Iraquianos versados nas artes
do disfarce duvidaram de que as
fotos daqueles rostos horripilantes e machucados, sem corpo e
sem contexto, fossem realmente
dos filhos do ex-ditador.
Apareceram radiografias de arcadas dentárias e ossadas. O discurso científico não foi suficiente.
Repórteres e cinegrafistas registraram imagens de corpos inteiros na câmera mortuária improvisada pela força aérea dos EUA
no aeroporto de Bagdá.
Quem já assistiu ao seriado "A
Sete Palmos" sabe que a intervenção plástica em cadáveres é parte
do ritual mortuário praticado nos
Estados Unidos.
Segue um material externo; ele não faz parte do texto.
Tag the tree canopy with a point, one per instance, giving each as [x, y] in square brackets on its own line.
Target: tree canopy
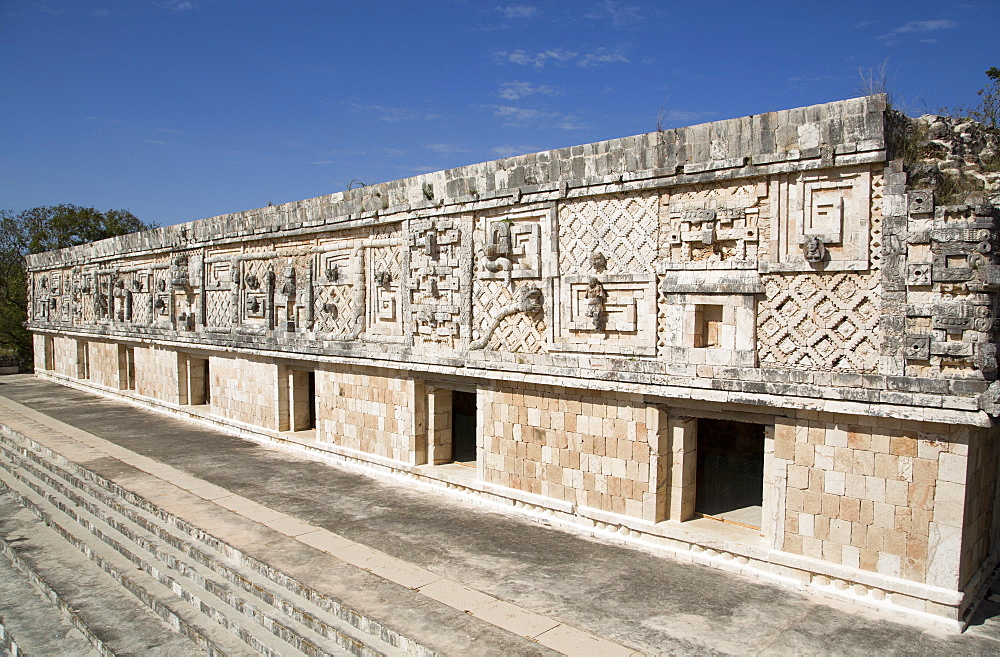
[43, 229]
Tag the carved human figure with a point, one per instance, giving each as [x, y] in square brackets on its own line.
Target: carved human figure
[596, 296]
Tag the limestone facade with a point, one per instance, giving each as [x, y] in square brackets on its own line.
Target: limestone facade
[746, 343]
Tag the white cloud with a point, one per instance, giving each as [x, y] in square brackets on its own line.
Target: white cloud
[602, 56]
[668, 118]
[518, 11]
[391, 114]
[177, 5]
[445, 149]
[538, 60]
[519, 116]
[516, 90]
[918, 27]
[561, 55]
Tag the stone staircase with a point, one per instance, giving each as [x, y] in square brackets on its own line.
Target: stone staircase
[221, 599]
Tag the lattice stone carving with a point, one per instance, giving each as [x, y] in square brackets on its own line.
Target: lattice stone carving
[622, 227]
[878, 201]
[334, 308]
[440, 272]
[820, 321]
[383, 276]
[219, 307]
[516, 333]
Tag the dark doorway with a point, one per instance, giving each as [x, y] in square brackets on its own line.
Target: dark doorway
[311, 399]
[463, 427]
[303, 400]
[730, 483]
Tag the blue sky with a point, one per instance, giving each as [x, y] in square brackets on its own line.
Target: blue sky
[183, 109]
Lá a conduta
pretende imortalizar a melhor
imagem do morto, uma que se
pareça com sua expressão viva,
natural. Mas não é comum no
mundo árabe (nem no Brasil, diga-se de passagem).
Nesse caso a intervenção cirúrgica nos cadáveres pretendeu reduzir o impacto negativo que os
corpos destroçados teria sobre a
opinião pública internacional,
que já tem em baixa conta a imagem dos EUA, desgastada pela
ausência de provas da existência
das armas de destruição em massa que justificaram a invasão.
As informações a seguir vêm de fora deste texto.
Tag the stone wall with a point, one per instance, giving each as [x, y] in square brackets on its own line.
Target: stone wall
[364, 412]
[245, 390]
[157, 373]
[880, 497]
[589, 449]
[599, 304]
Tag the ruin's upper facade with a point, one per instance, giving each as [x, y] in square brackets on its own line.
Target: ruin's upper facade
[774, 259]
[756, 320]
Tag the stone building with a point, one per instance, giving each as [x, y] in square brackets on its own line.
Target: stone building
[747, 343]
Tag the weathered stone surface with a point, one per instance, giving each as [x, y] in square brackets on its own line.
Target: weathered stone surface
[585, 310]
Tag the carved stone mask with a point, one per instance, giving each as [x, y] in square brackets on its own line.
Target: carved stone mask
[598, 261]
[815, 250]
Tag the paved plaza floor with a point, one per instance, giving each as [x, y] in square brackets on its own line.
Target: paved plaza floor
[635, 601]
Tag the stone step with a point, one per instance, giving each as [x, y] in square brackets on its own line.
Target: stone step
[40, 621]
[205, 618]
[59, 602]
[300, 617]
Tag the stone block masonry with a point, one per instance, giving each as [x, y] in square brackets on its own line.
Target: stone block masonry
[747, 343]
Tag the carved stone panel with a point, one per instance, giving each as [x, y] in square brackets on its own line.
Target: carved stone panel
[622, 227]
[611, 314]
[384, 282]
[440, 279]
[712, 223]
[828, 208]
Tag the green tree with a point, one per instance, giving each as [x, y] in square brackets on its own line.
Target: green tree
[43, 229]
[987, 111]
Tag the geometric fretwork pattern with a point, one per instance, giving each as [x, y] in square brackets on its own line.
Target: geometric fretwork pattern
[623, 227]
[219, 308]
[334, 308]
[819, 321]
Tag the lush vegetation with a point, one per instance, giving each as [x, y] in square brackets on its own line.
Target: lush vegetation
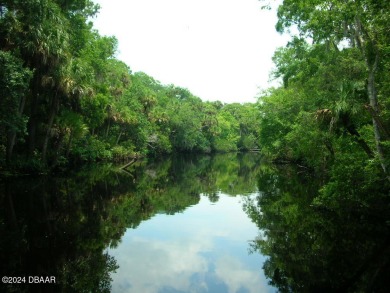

O resultado é talvez mais brutal.
Rostos semi-reconstituídos, limpos e barbeados contrastam com
aqueles apresentados inicialmente nas fotos e com as feridas nas
outras partes visíveis, braços e
pernas.
Emissoras norte-americanas
advertem previamente sobre a
impropriedade das imagens. Outras emissoras hesitam em divulgar os vídeos.
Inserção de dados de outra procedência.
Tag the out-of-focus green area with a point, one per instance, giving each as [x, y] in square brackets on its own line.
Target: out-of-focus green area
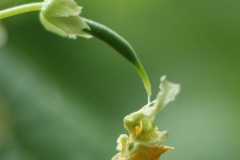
[63, 99]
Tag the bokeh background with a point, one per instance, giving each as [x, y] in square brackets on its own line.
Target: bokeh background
[63, 99]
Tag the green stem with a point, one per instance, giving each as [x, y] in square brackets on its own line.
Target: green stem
[121, 46]
[20, 9]
[99, 31]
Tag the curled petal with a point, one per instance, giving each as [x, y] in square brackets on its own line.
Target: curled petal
[168, 92]
[62, 17]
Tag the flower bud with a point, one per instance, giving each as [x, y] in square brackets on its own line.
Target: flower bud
[145, 141]
[62, 17]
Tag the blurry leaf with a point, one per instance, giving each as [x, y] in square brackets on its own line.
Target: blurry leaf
[37, 122]
[3, 35]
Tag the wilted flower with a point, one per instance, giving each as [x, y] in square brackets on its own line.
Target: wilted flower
[145, 141]
[62, 17]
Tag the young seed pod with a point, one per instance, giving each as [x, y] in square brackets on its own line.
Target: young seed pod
[62, 17]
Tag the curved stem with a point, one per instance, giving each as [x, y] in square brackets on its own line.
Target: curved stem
[121, 46]
[20, 9]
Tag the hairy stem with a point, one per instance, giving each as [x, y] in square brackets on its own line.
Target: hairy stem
[20, 9]
[121, 46]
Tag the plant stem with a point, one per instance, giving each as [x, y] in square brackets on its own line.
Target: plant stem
[99, 31]
[121, 46]
[20, 9]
A exibição pública de corpos de
inimigos mortos, muitas vezes esquartejados, celebra a vitória em
diversas culturas desde tempos
imemoriais. Espetáculos de violência, as vezes canibais, consagram poderes dominantes entre
os índios brasileiros, os gregos, os
portugueses.
Nesse caso o esforço foi o de recompor a carne violentada. Disseminadas como nunca, imagens de
corpos dilacerados não perderam
a capacidade de horrorizar. Talvez haja aí uma esperança.